4) Hold a class for your employees to teach them the table numbers--at the very least Table #1--and teach them how to look around at their tables as they pass by rather than zombie walking to get the water pitcher, zombie walking to get the check, etc. 
5) Pretend Howie Mandel is a regular customer because as Oki Diner probably discovered, a reputation of uncleaniless is very difficult to overcome.
6) If you inherit the previous owner's cash register, learn how to re-program it to remove tacky messages such as "cash only...ATM next to the karaoke machine."

If anyone wants to add to this list, feel free to comment and maybe I'll post the revised list later.  You never know who may be reading them!  Hi Chef Ramsey!


  1. Hi Colleen,

    I like reading your blog.

    7) When picking up the payment $ the server should say something like "Let me get your change" instead of "Do you need change?" I think the later sounds like they don't expect you to want any change. A subtle difference.


  2. Good point, Michael!

    Another pet peeve of mine (actually it's beyond a pet peeve) is that "for parties of 6 or more" higher tip addition. I actually wrote to Nadine Kam and a legal website to complain about it a few years ago. Supposedly restaurants feel large groups under-tip, but I know when I'm in a larger group everyone throws money on the table and it's always too much. In any case, I could understand them adding on the 15%, but not a higher percentage. It should be up to the customer whether or not the service deserved more than 15%.

  3. wikipedia says: [In certain situations, the restaurant may assess a gratuity to the bill automatically without customer input, which is called an "autograt."[40] The most frequent reason for this is for large groups, such as six or more, which many restaurants as a matter of policy add a standard predetermined amount (~18%) that may be labeled as a gratuity or as a "service charge" in lieu of the gratuity.[41] Reputable restaurants post their policy on a sign or the menu, or require servers to inform their patrons of such charges before they order. This charge can be verified by the customer on the bill to avoid tipping in addition to the service charge.]

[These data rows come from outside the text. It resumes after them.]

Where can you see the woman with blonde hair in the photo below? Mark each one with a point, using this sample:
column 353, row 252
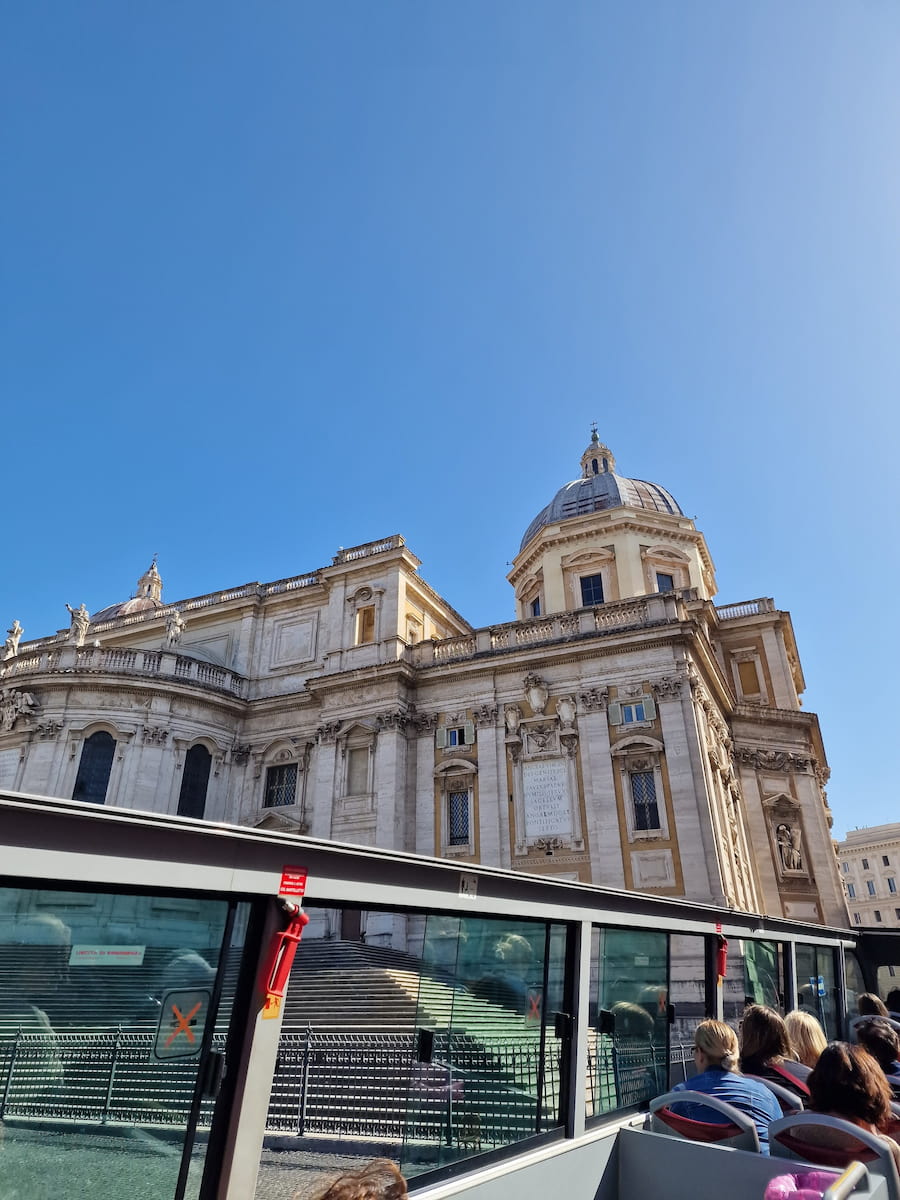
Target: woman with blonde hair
column 715, row 1054
column 807, row 1036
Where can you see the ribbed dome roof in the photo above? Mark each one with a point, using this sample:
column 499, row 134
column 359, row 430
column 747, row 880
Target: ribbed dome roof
column 148, row 597
column 600, row 489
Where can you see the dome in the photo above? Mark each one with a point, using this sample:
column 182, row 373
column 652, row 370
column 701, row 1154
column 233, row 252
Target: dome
column 600, row 489
column 147, row 598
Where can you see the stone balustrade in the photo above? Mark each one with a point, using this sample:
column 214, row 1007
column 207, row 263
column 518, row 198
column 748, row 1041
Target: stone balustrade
column 367, row 550
column 745, row 609
column 519, row 635
column 115, row 660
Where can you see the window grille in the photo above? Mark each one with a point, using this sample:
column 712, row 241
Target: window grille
column 459, row 819
column 592, row 589
column 95, row 768
column 195, row 781
column 280, row 785
column 643, row 795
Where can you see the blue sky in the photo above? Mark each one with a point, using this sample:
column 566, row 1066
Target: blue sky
column 282, row 277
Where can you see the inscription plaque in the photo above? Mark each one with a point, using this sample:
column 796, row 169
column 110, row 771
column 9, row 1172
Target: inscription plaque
column 547, row 803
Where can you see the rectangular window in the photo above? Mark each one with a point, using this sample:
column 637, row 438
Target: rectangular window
column 643, row 797
column 365, row 624
column 749, row 678
column 592, row 589
column 358, row 771
column 280, row 786
column 459, row 819
column 449, row 736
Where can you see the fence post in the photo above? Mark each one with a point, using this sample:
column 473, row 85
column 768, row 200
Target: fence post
column 112, row 1073
column 304, row 1085
column 9, row 1074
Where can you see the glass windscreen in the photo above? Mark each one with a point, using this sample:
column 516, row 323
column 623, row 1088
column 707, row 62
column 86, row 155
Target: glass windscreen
column 816, row 987
column 423, row 1038
column 105, row 1021
column 629, row 1039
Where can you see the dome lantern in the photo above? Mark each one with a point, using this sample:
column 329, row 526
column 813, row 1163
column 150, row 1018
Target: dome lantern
column 598, row 459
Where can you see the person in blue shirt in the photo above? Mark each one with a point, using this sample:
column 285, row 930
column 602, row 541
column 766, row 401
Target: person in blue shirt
column 715, row 1054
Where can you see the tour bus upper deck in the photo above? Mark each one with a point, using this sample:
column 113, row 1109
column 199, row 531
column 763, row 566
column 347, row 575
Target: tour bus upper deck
column 468, row 1023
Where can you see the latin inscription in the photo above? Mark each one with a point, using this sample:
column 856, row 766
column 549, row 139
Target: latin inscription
column 547, row 803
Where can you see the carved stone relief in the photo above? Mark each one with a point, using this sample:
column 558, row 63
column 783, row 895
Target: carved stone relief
column 16, row 706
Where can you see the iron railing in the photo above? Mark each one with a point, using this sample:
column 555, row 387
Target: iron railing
column 474, row 1091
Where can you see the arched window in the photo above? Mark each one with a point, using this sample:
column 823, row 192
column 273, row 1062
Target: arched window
column 195, row 780
column 94, row 769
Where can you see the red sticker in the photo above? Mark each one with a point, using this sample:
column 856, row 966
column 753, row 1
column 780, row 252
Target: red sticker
column 293, row 881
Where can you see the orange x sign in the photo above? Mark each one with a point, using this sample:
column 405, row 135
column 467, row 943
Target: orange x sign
column 184, row 1024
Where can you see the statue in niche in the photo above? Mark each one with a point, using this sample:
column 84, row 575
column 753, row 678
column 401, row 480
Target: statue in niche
column 789, row 846
column 537, row 694
column 13, row 635
column 81, row 621
column 513, row 715
column 174, row 628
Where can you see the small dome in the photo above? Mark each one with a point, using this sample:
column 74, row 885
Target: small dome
column 148, row 597
column 600, row 489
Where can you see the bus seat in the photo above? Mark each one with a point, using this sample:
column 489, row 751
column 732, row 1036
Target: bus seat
column 829, row 1141
column 739, row 1132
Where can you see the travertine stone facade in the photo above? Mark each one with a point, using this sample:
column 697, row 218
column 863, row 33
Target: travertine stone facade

    Regarding the automatically included tip, I say "If that's all they want, then that is all they will get". I agree with you that usually they could get more tip (at least from folks like us) if they didn't have that on the bill. I thought tips were customary but optional.

    While we're on the subject, another one is an unnamed restaurant in Koloa (and I'm sure others) prints on the bill a suggested tip amount for 15% and 20% (I forget the exact %), but they do the calculation AFTER the tax is added in, that's not right.